A direct byte buffer may be created by invoking the allocateDirect factory method of this class. The buffers returned by this method typically have somewhat higher allocation and deallocation costs than non-direct buffers. The contents of direct buffers may reside outside of the normal garbage-collected heap, and so their impact upon the memory footprint of an application might not be obvious. It is therefore recommended that direct buffers be allocated primarily for large, long-lived buffers that are subject to the underlying system's native I/O operations. In general it is best to allocate direct buffers only when they yield a measureable gain in program performance.

A direct byte buffer may also be created by mapping a region of a file directly into memory.
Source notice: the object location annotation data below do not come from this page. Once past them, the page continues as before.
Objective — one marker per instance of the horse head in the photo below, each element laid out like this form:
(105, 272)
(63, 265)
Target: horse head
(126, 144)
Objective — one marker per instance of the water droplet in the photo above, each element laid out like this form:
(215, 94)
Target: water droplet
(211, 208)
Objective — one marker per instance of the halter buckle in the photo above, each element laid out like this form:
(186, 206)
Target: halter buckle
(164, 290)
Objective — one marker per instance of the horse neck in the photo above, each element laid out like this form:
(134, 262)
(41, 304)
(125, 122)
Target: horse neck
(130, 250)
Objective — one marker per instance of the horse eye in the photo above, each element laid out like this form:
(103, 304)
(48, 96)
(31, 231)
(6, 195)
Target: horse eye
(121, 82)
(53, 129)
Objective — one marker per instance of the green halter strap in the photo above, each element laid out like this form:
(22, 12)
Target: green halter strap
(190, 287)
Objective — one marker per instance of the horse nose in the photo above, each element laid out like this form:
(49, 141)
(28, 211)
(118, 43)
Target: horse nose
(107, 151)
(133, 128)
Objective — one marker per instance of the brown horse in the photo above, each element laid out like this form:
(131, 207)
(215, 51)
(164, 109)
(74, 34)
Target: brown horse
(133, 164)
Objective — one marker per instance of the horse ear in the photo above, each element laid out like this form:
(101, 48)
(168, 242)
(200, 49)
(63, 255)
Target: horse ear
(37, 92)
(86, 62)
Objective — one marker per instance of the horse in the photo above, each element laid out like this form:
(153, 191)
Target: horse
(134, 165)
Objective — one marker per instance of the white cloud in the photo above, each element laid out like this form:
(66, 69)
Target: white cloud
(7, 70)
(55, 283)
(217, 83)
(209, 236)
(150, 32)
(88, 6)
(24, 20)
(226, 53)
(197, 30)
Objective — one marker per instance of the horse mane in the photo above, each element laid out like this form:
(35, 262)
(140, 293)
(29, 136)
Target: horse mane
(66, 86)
An implementation of the Java platform may optionally support the creation of direct byte buffers from native code via JNI. If an instance of one of these kinds of buffers refers to an inaccessible region of memory then an attempt to access that region will not change the buffer's content and will cause an unspecified exception to be thrown either at the time of the access or at some later time.

Whether a byte buffer is direct or non-direct may be determined by invoking its isDirect method. This method is provided so that explicit buffer management can be done in performance-critical code.

It's up to JVM implementation how it handles direct ByteBuffers, but at least OpenJDK JVM is allocating memory off-heap.

The JEP 383: Foreign-Memory Access API (Second Incubator) feature is incubating in Java 15. This feature will make accessing off-heap memory standard by providing public API.